The moral of this story is that when a doctor or many doctors give you an outcome that is the farthest thing from what you were thinking when you got pregnant, do everything you can. Get a second opinion.
Three months later, the family returned for another follow-up with Elitt. Charlotte played with her Dad and practiced new skills like standing and laughing.
“Charlotte’s motor deficits are relatively mild, so I’m encouraged and cautiously optimistic about her future,” says Elitt. “Charlotte’s gains between the two appointments were substantial. It’s directly relatable to early intervention services and her parents’ tremendous advocacy.”
Elitt explained to Jennifer and Keith that they would know more about Charlotte’s cognitive abilities over the next few years. A few weeks later, an EEG showed completely normal brain activity.
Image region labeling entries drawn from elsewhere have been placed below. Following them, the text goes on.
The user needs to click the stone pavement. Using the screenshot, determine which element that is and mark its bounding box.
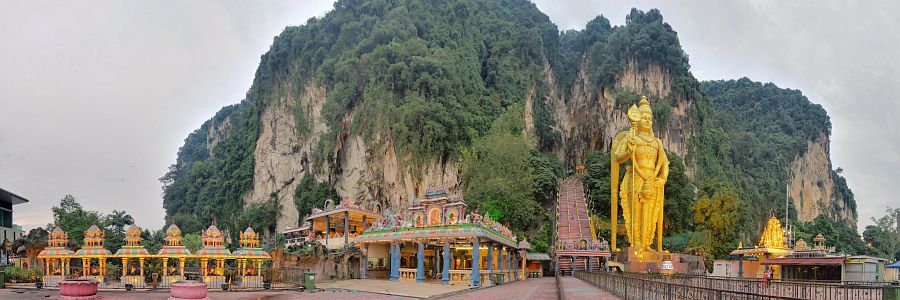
[316,279,471,298]
[444,277,557,300]
[0,288,412,300]
[559,276,619,300]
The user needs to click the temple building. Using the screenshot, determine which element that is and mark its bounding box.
[353,187,530,286]
[304,199,380,250]
[38,225,75,286]
[75,224,112,283]
[194,219,232,287]
[156,223,191,286]
[233,224,272,287]
[115,224,153,288]
[713,211,793,278]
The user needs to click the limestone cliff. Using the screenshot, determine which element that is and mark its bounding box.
[548,59,693,165]
[788,136,857,224]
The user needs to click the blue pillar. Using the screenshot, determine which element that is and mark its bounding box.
[497,246,509,281]
[504,250,512,281]
[390,244,400,281]
[344,211,350,245]
[488,242,494,285]
[416,242,425,283]
[360,244,369,279]
[470,240,481,286]
[432,249,441,279]
[512,252,519,280]
[553,254,559,276]
[441,242,452,285]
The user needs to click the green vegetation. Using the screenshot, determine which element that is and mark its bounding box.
[460,107,560,251]
[294,174,340,220]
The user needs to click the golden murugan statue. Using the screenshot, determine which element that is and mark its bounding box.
[610,97,669,257]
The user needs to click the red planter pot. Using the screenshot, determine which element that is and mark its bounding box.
[59,280,97,300]
[169,281,209,300]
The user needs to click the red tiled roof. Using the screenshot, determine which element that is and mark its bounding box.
[762,257,844,266]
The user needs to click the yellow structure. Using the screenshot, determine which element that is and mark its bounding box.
[233,224,272,287]
[194,219,232,287]
[156,222,191,286]
[75,224,112,282]
[38,225,75,286]
[730,211,792,278]
[610,97,669,255]
[115,225,153,288]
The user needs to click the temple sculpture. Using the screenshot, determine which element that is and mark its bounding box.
[610,97,669,257]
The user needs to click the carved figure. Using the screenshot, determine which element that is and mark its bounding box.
[610,97,669,252]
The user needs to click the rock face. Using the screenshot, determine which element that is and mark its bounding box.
[244,83,458,230]
[548,59,693,165]
[788,136,857,224]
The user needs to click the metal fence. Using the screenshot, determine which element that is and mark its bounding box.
[5,266,309,290]
[574,271,897,300]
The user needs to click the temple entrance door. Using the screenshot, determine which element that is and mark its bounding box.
[347,256,362,279]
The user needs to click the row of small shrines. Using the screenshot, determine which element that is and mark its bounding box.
[38,221,271,287]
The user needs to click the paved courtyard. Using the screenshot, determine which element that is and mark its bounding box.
[0,276,619,300]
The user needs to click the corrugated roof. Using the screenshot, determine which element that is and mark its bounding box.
[762,257,844,266]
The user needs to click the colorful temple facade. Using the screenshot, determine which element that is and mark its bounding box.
[353,187,531,286]
[38,221,271,288]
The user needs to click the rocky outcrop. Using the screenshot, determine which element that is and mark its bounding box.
[244,82,328,230]
[788,135,857,224]
[545,59,693,166]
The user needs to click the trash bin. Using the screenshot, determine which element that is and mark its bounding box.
[494,273,506,285]
[303,272,316,292]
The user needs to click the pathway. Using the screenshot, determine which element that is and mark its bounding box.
[559,276,619,300]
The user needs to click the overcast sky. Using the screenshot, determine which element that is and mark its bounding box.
[0,0,900,230]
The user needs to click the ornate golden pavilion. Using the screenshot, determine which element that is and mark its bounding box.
[38,221,271,288]
[38,225,75,286]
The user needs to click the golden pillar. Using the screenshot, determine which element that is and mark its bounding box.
[200,258,209,276]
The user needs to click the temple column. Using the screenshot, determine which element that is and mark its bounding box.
[497,245,509,281]
[200,258,209,277]
[487,242,494,285]
[522,251,528,279]
[503,249,512,281]
[416,241,425,283]
[344,211,350,245]
[389,243,400,281]
[441,241,453,285]
[470,239,481,286]
[360,244,369,279]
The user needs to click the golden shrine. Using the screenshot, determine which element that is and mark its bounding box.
[233,224,272,287]
[156,223,191,286]
[115,224,153,288]
[38,226,75,286]
[730,211,792,278]
[610,97,669,261]
[38,221,271,288]
[75,224,112,282]
[194,219,231,287]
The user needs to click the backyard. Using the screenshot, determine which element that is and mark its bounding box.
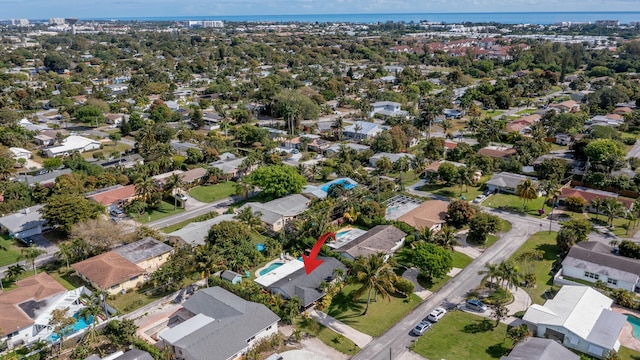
[131,201,184,224]
[327,284,421,336]
[189,181,236,203]
[412,311,513,360]
[482,194,549,217]
[509,231,558,304]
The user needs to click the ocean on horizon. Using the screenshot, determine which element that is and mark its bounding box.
[83,11,640,25]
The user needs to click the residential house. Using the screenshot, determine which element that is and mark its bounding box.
[562,241,640,292]
[239,194,311,232]
[485,171,542,196]
[369,152,416,167]
[255,257,347,308]
[522,285,627,359]
[369,101,409,117]
[167,214,235,246]
[334,225,407,260]
[302,178,358,199]
[548,100,580,112]
[0,205,47,239]
[342,121,388,140]
[9,147,31,160]
[43,135,101,157]
[558,186,633,213]
[85,185,136,210]
[14,169,71,187]
[478,146,517,159]
[500,337,580,360]
[159,286,280,360]
[220,270,242,285]
[0,272,73,346]
[71,238,173,294]
[398,200,449,232]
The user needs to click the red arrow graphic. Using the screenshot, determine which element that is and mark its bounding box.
[302,232,336,275]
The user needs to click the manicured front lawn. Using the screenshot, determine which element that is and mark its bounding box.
[295,318,360,355]
[132,201,184,224]
[0,236,21,266]
[482,194,549,217]
[412,311,513,360]
[509,231,558,304]
[327,284,421,336]
[189,181,236,203]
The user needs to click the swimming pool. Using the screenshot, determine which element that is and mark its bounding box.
[260,262,284,276]
[47,313,93,342]
[321,179,356,192]
[627,314,640,339]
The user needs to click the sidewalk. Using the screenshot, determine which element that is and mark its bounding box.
[307,309,373,349]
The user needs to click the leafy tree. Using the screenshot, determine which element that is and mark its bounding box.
[467,213,500,244]
[40,194,103,232]
[447,200,476,227]
[352,253,396,315]
[249,165,306,199]
[411,243,453,280]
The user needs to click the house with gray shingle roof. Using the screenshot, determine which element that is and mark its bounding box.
[159,286,280,360]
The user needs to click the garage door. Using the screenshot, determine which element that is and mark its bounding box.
[15,226,42,239]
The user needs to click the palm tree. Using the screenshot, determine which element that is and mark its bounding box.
[589,198,604,220]
[478,263,500,288]
[353,253,396,315]
[233,206,262,230]
[133,177,156,203]
[164,174,184,210]
[56,241,73,268]
[436,225,460,252]
[20,245,44,275]
[602,198,626,226]
[516,179,538,209]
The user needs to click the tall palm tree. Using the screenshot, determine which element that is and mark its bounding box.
[20,245,44,275]
[133,177,156,203]
[55,241,73,267]
[353,253,396,315]
[602,198,626,226]
[164,174,184,210]
[516,179,538,209]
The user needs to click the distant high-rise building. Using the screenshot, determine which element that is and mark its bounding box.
[49,18,64,25]
[10,19,29,26]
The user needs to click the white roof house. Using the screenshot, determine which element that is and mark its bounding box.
[44,135,101,157]
[523,286,627,358]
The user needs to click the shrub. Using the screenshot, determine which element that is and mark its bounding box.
[564,196,587,212]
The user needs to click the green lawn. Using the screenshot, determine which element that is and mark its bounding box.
[509,231,558,304]
[189,181,236,203]
[482,194,549,217]
[295,318,360,356]
[0,236,21,266]
[327,284,421,336]
[412,311,513,360]
[131,201,184,224]
[453,252,473,269]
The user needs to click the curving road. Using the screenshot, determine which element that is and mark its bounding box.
[352,208,560,360]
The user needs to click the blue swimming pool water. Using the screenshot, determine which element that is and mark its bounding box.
[47,313,93,342]
[627,314,640,339]
[260,262,283,276]
[321,179,356,192]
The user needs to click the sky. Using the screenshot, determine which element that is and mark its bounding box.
[0,0,640,19]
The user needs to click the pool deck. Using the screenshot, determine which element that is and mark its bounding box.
[611,305,640,351]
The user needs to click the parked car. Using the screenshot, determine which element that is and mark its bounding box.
[411,321,431,336]
[473,195,487,204]
[467,299,487,312]
[427,308,447,323]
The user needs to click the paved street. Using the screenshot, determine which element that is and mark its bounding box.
[353,208,559,360]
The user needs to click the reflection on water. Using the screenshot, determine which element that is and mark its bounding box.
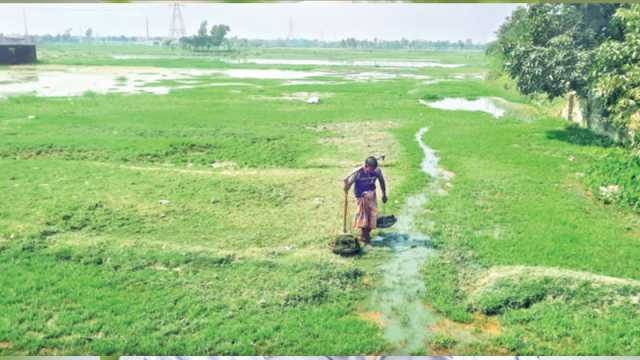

“The moral of this story is that when a doctor or many doctors give you an outcome that is the farthest thing from what you were thinking when you got pregnant, do everything you can. Get a second opinion. It may be the same outcome, but at least you’ve done everything you can do,” says Jennifer.
“Fetal imaging may not be interpreted correctly, or the prognosis could be given by someone who doesn’t see babies after birth,’’ adds Elitt.
And as Charlotte’s story continues, Jennifer, Keith and Alexandra are relishing every minute of it.